A replacement for cremation?

Having a body cremated may seem like a sustainable burial, but in most cases it's not great for the environment. In cremation, everything is burned into ash, including bone and medical implants. That can lead to the release of harmful pollutants. In the UK, for instance, cremation contributes to 16% of all mercury pollution. And as The Atlantic has reported, cremation takes about two SUV-tanks worth of gas to cremate a single body. Alkaline hydrolysis, on the other hand, requires only an eighth of that energy, Gizmodo reports.
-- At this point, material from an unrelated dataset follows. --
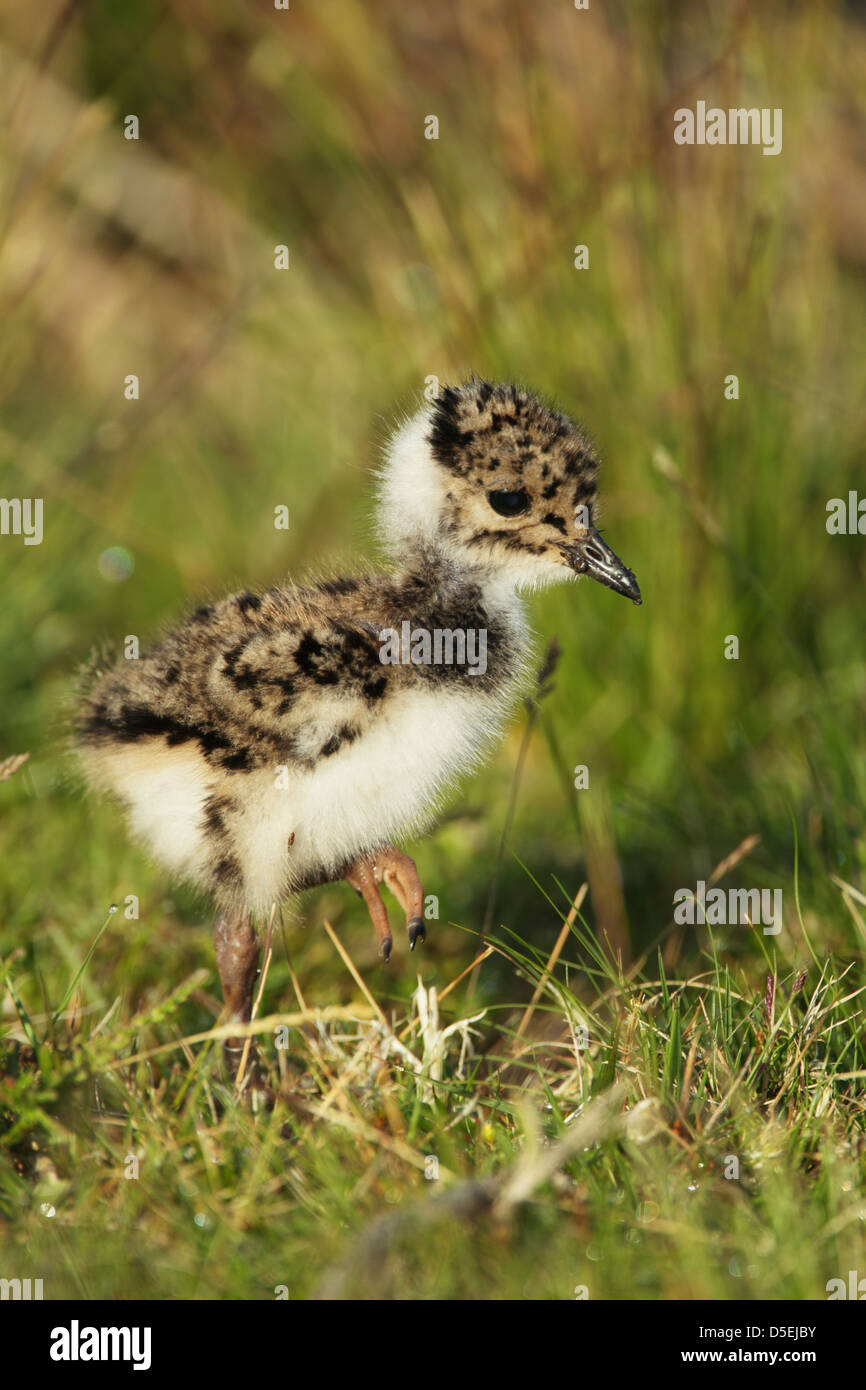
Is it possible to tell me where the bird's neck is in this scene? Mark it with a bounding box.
[398,541,525,628]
A traditional burial can affect the environment as well, since embalming chemicals can leach into the ground where a person is buried. Alkaline hydrolysis doesn't require such chemicals, however. Places that do it commercially have also said the process isn't more expensive than cremation, NPR reported in 2011.

There have been legal roadblocks that have kept alkaline hydrolysis from catching on, though. According to Wired, only 14 states have legalized the process, and there are often concerns from environmental protection agencies that the liquid disposal could leach toxins into environment.

Nonetheless, alkaline hydrolysis offers new, greener, alternative to burial practices that haven't changed in centuries.